Hélas, une faille, possiblement la faille Enriquillo, a décidé le contraire. Un phénomène naturel, géologique a décidé de planter un autre décor, un décor de sang, de draps blancs, de petites croix, de lamentations, de gémissements, de grincement de dents, de cris désolants et d’horreur. Que cette plaque tectonique soit maudite !
Ce séisme de magnitude 7.2 ravageant le grand Sud de l’île plonge les familles haïtiennes dans un long film d’horreur qui fera pourtant le bonheur trompeur de quelques-uns, comme ce fut le cas en 2010. De nouveaux riches émergeront des décombres. D’autres zéros s’ajouteront impitoyablement à certains comptes bancaires pour enfin envenimer le désespoir d’un peuple assoiffé, affamé, déboussolé, malmené et mal-aimé.
Deux jours après la catastrophe, la tempête tropicale Grace plantait son décor sans accorder aucune grâce aux sinistrés. Des pluies diluviennes ont fait fusion avec des larmes amères pour fissurer cruellement les esprits. Pour acheminer l’aide, selon le Bureau de la coordination des affaires humanitaires de l’ONU, le gouvernement a dû négocier avec les gangs armés sans entrailles de miséricorde de Martissant afin de permettre le passage sans crainte de deux convois humanitaires par jour. A noter que ce quartier se trouve sur la route nationale numéro 2 reliant la capitale au Sud du pays.
Alors, ne sommes-nous pas en droit de conclure que le peuple haïtien est maudit ? N’est-il pas plus logique et plus aisé de penser que ce peuple est sûrement en train de payer une dette karmique au Tout-Puissant alors que les appels à la prière sont partout lancés ?
Si le peule haïtien est maudit, par qui le sort a-t-il été jeté ? Qui l’a-t-il voué à la damnation ? Dieu ? Ses dirigeants et leurs complices nationaux et internationaux ? Le Vaudou ? Sa vision du monde ?
Dieu ne saurait choisir de punir Haïti simplement par ce qu’il est la première république noire indépendante du monde. Dieu ne saurait se réjouir dans le malheur de tout un peuple sous prétexte qu’il serait la nation la plus corrompue, la plus souillée, la plus malveillante et pécheresse du globe.
Considérant l’univers créé, notamment la planète terre, force est d’admettre que la pauvreté et le sous-développement sont tout à fait contraire au plan et à la volonté de Dieu pour les peuples de la terre. Dieu veut plutôt que la terre (d’Haïti) soit remplie de sa connaissance et de sa gloire. Il est attristé quand Il voit que le peuple haïtien n’arrive toujours pas encore à découvrir les énigmes qu’Il cache dans la nature en vue de son développement. Il désire que ce peuple parte en conquérant des richesses qui sont dans son sous-sol, ses plaines et vallées, les plantes, les animaux, la mer et surtout dans chaque haïtien et haïtienne. Car en réalité l’être humain est la véritable ressource.

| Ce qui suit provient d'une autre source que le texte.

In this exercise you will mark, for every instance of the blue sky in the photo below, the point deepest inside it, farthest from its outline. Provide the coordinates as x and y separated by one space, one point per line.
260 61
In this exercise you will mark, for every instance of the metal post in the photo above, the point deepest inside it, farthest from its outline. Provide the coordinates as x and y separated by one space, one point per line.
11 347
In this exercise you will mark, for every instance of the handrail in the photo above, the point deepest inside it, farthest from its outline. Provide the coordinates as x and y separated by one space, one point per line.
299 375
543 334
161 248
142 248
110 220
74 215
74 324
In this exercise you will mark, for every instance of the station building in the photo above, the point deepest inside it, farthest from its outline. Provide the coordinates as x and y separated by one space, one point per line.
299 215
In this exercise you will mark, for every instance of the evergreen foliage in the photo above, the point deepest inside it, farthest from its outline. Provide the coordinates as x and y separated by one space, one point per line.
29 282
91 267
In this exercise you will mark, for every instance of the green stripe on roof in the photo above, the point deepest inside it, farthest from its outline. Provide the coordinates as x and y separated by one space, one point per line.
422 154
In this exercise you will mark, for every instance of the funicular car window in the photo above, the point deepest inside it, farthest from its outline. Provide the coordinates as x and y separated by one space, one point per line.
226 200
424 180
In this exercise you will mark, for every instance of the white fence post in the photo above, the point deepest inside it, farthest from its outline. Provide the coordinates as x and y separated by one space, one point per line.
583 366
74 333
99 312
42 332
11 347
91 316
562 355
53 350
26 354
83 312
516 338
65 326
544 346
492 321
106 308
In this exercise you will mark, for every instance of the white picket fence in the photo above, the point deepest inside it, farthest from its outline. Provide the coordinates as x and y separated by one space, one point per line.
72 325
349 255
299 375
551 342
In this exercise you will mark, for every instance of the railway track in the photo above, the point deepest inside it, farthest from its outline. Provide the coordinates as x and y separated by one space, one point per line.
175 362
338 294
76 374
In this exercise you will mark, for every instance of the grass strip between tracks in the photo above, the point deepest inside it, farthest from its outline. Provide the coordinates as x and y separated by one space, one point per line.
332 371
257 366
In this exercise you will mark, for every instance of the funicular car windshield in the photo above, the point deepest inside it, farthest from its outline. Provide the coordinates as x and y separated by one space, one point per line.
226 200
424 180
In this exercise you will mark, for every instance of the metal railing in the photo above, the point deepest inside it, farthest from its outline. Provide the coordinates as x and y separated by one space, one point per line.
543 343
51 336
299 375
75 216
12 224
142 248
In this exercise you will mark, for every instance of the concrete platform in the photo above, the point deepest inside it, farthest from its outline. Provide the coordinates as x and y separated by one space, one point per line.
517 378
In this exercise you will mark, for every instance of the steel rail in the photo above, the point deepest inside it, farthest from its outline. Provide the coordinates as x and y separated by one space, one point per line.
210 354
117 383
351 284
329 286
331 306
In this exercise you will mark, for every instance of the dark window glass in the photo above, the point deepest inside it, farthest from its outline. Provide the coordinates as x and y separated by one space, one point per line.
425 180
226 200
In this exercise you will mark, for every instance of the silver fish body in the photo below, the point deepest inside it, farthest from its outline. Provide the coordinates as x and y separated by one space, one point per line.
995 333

Dieu est attristé parce que ses secrets meurent faute de connaissance, de leadership transformationnel, de plan de développement et d’urbanisation et de projet de société capable de redresser la barque d’un pays qui se cherche encore après 217 ans d’indépendance. Dieu n’a pas maudit Haïti. Au contraire Il l’a béni de magnifiques plages, d’une terre fertile et des hommes et des femmes dotés de cerveaux pour réfléchir et créer de la richesse. Qu’est-il du Vaudou ?
Le vaudou n’est pas le responsable de la crise et des tragédies qui frappent Haïti. L’invocation des esprits lors de la cérémonie du Bois caïman par nos ancêtres pour leur venir en aide n’est pas un indice absolu d’un sort qui aurait été jeté sur le pays. Dieu est l’auteur de toute vraie liberté, peu importe le procédé et le contexte historique et socio-culturel. Il n’y a pas plus d’esprits invoqués sur le sol haïtien que sur le sol américain, considérant la multitude de sociétés secrètes, de sectes et de sorciers qui y opèrent.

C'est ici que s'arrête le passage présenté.